Tahliyelerin anlamı ne?

  • GİRİŞ12.03.2014 09:41
  • GÜNCELLEME12.03.2014 09:41

Şener Eruygur, Doğu Perinçek, Hasan Iğsız ve daha birçok "sembol" ismin tahliye edilmesi, mevcut siyasi konjonktür üzerinden okunduğunda elbette tartışma yaratacaktı, öyle de oldu. Kimi, "Alın işte, gördünüz Ergenekon yok, Balyoz yalan" demeye başladı, kimi "Ne yani, şimdi darbeciler aklanıyor mu?" tedirginliği yaşadı.

"Niye Zirve Yayınevi katliamcısı serbest kalıyor, niye Danıştay saldırısına tahliye kararı öfkesi" de vardı. Maalesef hukuk böyle. Ahmet yararlansın, Mehmet yararlanmasın olmuyor.
Bunlar anlaşılır da, uzun tutukluluk süreleri hakkındaki şikâyetleri, özel yetkili mahkemelerin varlığı ile ilgili rahatsızlıkları en çok dile getirenlerin şimdi kalkıp "Devlet Ergenekon'a teslim" dediğini gördüm dün, utanmazlıkta sınır yokmuş.

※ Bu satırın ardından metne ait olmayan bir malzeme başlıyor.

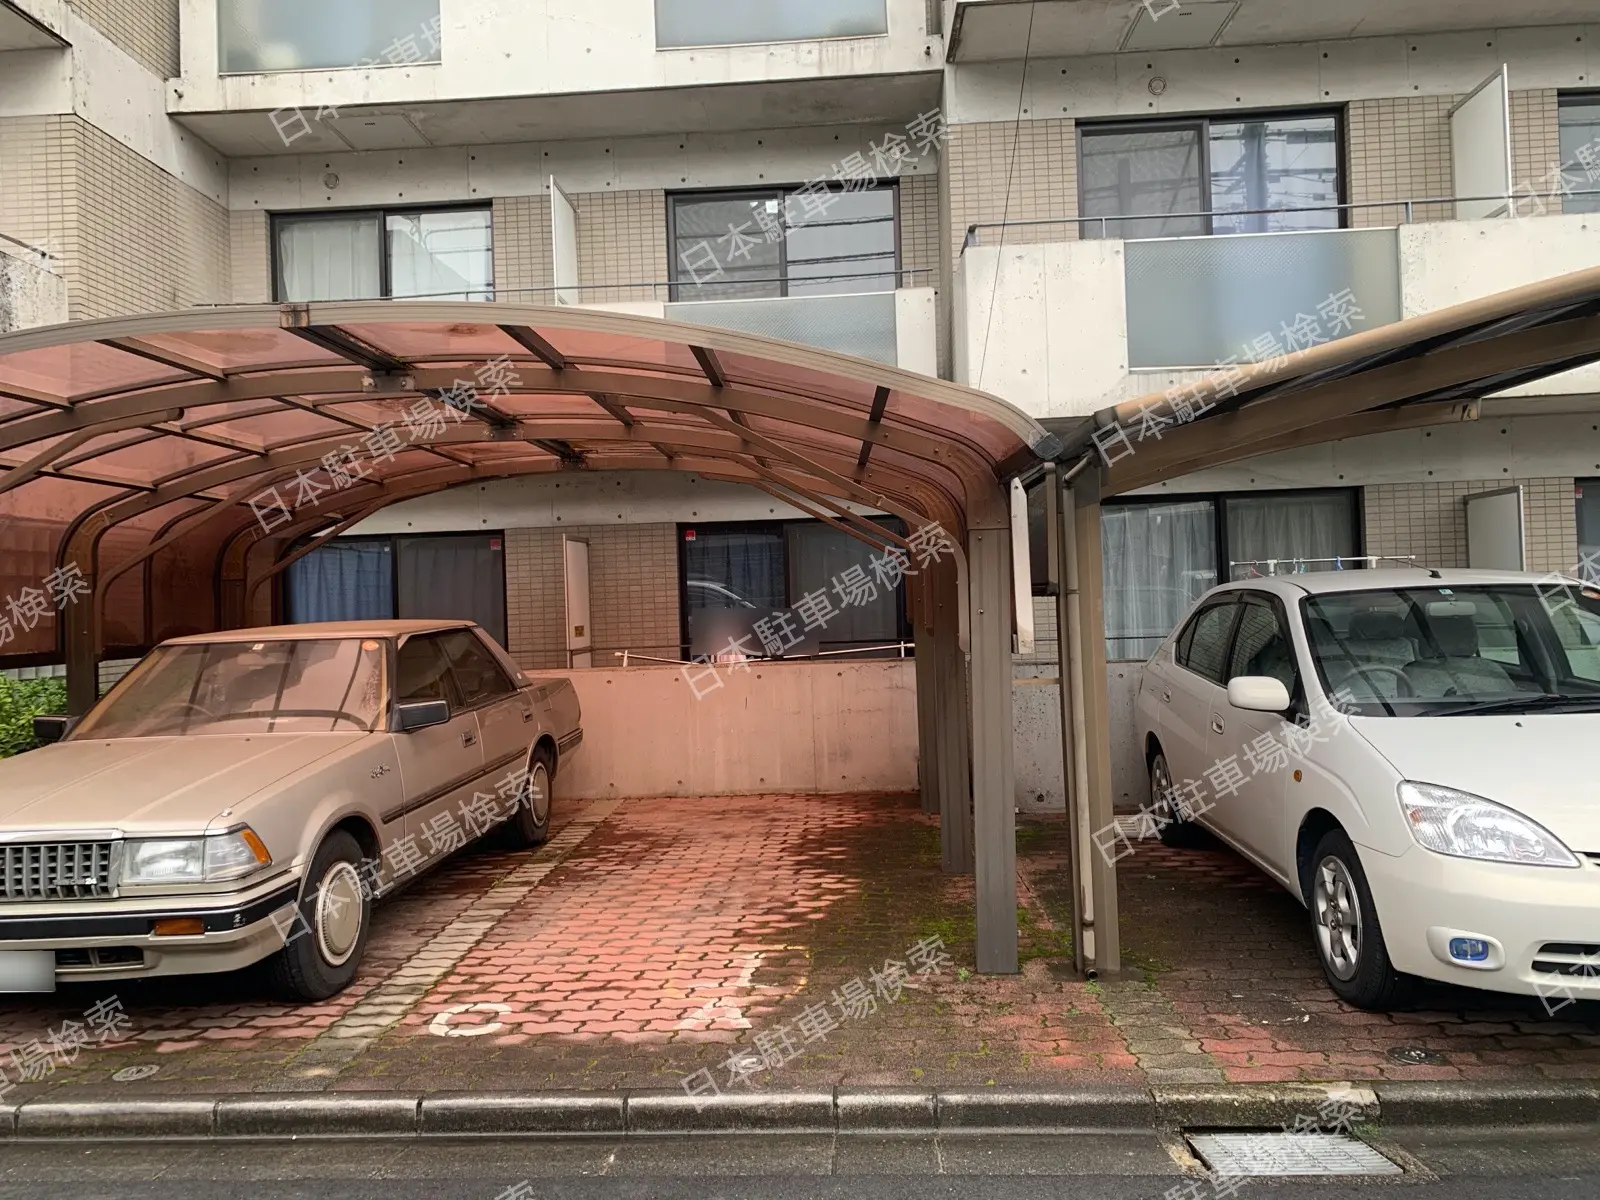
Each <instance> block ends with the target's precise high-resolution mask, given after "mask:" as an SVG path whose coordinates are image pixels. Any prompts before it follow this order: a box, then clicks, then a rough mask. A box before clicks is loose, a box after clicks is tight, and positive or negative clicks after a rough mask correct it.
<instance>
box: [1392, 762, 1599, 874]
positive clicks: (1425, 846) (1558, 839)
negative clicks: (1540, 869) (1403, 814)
mask: <svg viewBox="0 0 1600 1200" xmlns="http://www.w3.org/2000/svg"><path fill="white" fill-rule="evenodd" d="M1400 811H1402V813H1403V814H1405V822H1406V829H1410V830H1411V837H1414V838H1416V843H1418V845H1419V846H1422V848H1424V850H1432V851H1435V853H1438V854H1451V856H1453V858H1470V859H1478V861H1483V862H1515V864H1518V866H1525V867H1576V866H1579V862H1578V858H1576V856H1574V854H1573V851H1570V850H1568V848H1566V846H1563V845H1562V840H1560V838H1558V837H1555V834H1552V832H1550V830H1549V829H1546V827H1544V826H1541V824H1538V822H1536V821H1530V819H1528V818H1525V816H1523V814H1522V813H1514V811H1512V810H1509V808H1506V806H1502V805H1496V803H1494V802H1491V800H1485V798H1483V797H1482V795H1472V794H1470V792H1458V790H1456V789H1453V787H1438V786H1437V784H1418V782H1411V781H1410V779H1406V781H1405V782H1402V784H1400Z"/></svg>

2013'te ÖYM'lerin alanı, görmekte oldukları davalarla sınırlandırılmıştı. ÖYM'lerin bağımsız mahkemeler olmadığı, bir siyasi ajandanın yürütme mevkii oldukları konusunda oluşan mutabakat ÖYM'nin tamamen işlevsizleştirilmesini ve tutukluluk süresinin 5 yıla indirilmesini içeren yeni bir paketin oylanmasını gerektirdi. Paket Meclis'ten geçti. Şimdi dışarıda olanların birçoğu beş yıldan fazladır tutuklu bulunmakla beraber haklarında hâlâ bir karar verilememiş olanlardır. Mahkemelere sormak lazımdır: Daha önemli nasıl başka bir işiniz vardı ki bunca zaman Zirve cinayeti davasını bile karara bağlayamadınız? Daha önemli nasıl bir işiniz vardı ki Danıştay saldırısı faili Alparslan Arslan onca yıl tutuklu bulunmasına rağmen halen davası görülmedi?
Tahliye olanların bir kısmı da İlker Başbuğ için AYM'nin verdiği kararın referans teşkil etmesinden faydalanarak dışarıda. Anayasa Mahkemesi'ne bireysel başvuru hakkı, 2010'da yapılan referandum sonrasında yürürlüğe girdi.

Balbay'ın AYM'ye yaptığı başvurunun kabul edilmesi sonucu tahliye edilmesinden hiç rahatsızlık duymayanlar, hatta bunu CHP ile yapılacak ittifak için "jest" olarak sunmuş olanlar, İlker Başbuğ'un tahliyesinden muazzam rahatsızlık duydular. Oysa Balbay Günlükleri, tıpkı bir zamanlar Nokta Dergisi'nde yayınlanan Yakamoz, Sarıkız, Ayışığı girişimlerini içeren günlükler kadar net, en somut verilerden biriydi. Diğer delillerin ne kadar tahrifat ve imalat yediğini artık biliyoruz.
Sonuç itibarıyla yine aynı mahkemelere sormak lazım: 7 ay geçiyor ve ne gibi daha önemli bir işin var ki kararının gerekçesini yazmıyorsun?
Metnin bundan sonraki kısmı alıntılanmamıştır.